Fra i vincitori indiscussi di questo periodo c’è sicuramente Silvio Berlusconi, che ha saputo approfittare come pochi di questa impasse creata dal ritiro dell’appoggio al Conte-bis da parte di Renzi per insediarsi di nuovo al Governo con tre vecchie “conoscenze”: Renato Brunetta, MariaStella Gelmini e Mara Carfagna. Dei tre indubbiamente quella che ha lavorato meglio in passato (perché a dirla tutta la Gelmini, ora Ministra per gli Affari Regionali, è ricordata come una delle peggiori ministre della Pubblica Istruzione) è stata la Carfagna, che sul tema delle Pari Opportunità (dove è finita Elena Bonetti di Italia Viva) e la violenza di genere, sia come ministro sia come presidente della Commissione dedicata, ha fatto un lavoro egregio. Desta, però, qualche perplessità la sua nomina a “Ministro del Sud”, dove non capiamo bene quali competenze possa effettivamente avere e dove Provenzano non stava facendo male. Visto che molti ministeri sono stati scelti anche nel segno della continuità (da Di Maio agli Esteri a Speranza alla Salute, da Franceschini alla Cultura a D’Incà ai Rapporti con il Parlamento per arrivare alla Lamorgese agli Interni) forse poteva essere concessa anche a Provenzano la possibilità di proseguire il suo buon lavoro per un territorio, quello del Mezzogiorno, con atavici problemi economici, sociali, infrastrutturali e culturali, e magari impiegata la Carfagna in un ruolo più adatto alla sua esperienza. Ma si sa, il manuale Cencelli alla fine torna sempre a galla in queste occasioni, anche se a farne le spese sono sempre gli stessi: i cittadini. E a proposito di questo nella compagine di Draghi prevale la componente settentrionale (tre ministri su quattro), a differenza di quanto è accaduto con Conte, dove a prevalere era quella meridionale. La base storica della Lega (che, fra gli altri, dopo una vita trascorsa nelle retrovie come uomo ombra dei vari Maroni e Salvini, porta finalmente al Governo Giancarlo Giorgetti, Ministro per lo Sviluppo Economico), ne sarà senz’altro contenta.
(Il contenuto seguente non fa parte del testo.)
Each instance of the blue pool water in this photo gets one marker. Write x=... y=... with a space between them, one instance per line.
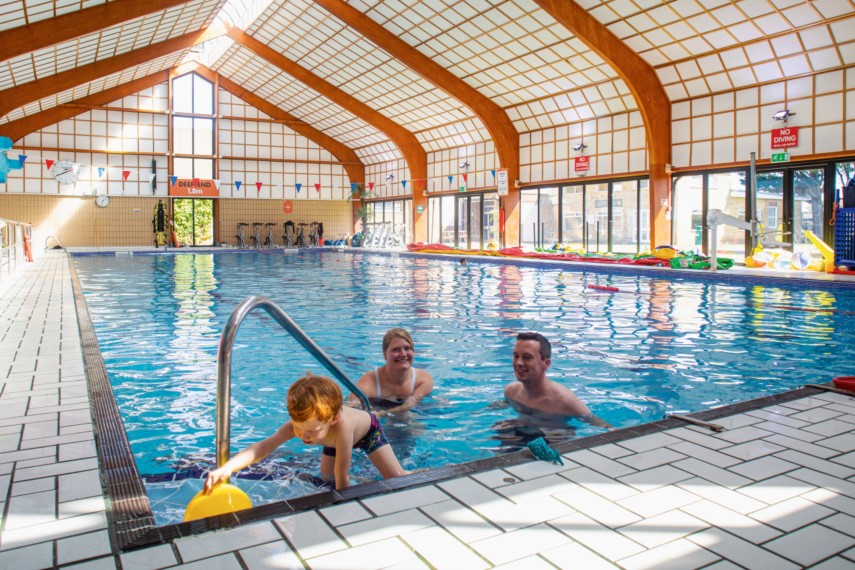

In ogni caso inizia oggi una nuova e fondamentale fase per la storia del nostro Paese. Quella destinata a investire nel miglior modo possibile l’ingente quantità di denaro che arriverà da Bruxelles. Dopo qualche tentennamento iniziale, tutti o quasi hanno deciso di partecipare a questa “grande ammucchiata”. Tutti tranne Giorgia Meloni, che con Fratelli d’Italia ha deciso di rimanere all’opposizione, con una (probabilmente finta?) spaccatura nel centro-destra. Della serie Berlusconi e Salvini, per molti aspetti all’ultima spiaggia, danno un colpo al cerchio, mentre la pasdaran della destra italiana dà un colpo alla botte. Che comunque vada sarà un successo. La Meloni, in fondo, ha puntato ancora una volta a distinguersi da questo Governo e a rimarcare la sua coerenza, a dispetto di tutti gli altri partiti che parteciperanno a questa “strana” coalizione trasversale. Un azzardo, forse. Essendo, però, da tutti i sondaggisti data in piena ascesa di consensi forse era l’unica che poteva davvero permetterselo, rischiando un po’ ma in fondo nemmeno troppo. Se le cose andranno bene per Draghi (e quindi per l’Italia) lei non perderà di certo il suo elettorato, da sempre il più “duro e puro” nella coalizione di centro destra. Ma se le cose, speriamo di no, dovessero invece andare meno bene del previsto per lei si profila all’orizzonte un triplo salto carpiato in avanti. E in vista delle elezioni del 2023, non più così lontane, tutto sommato non è poco.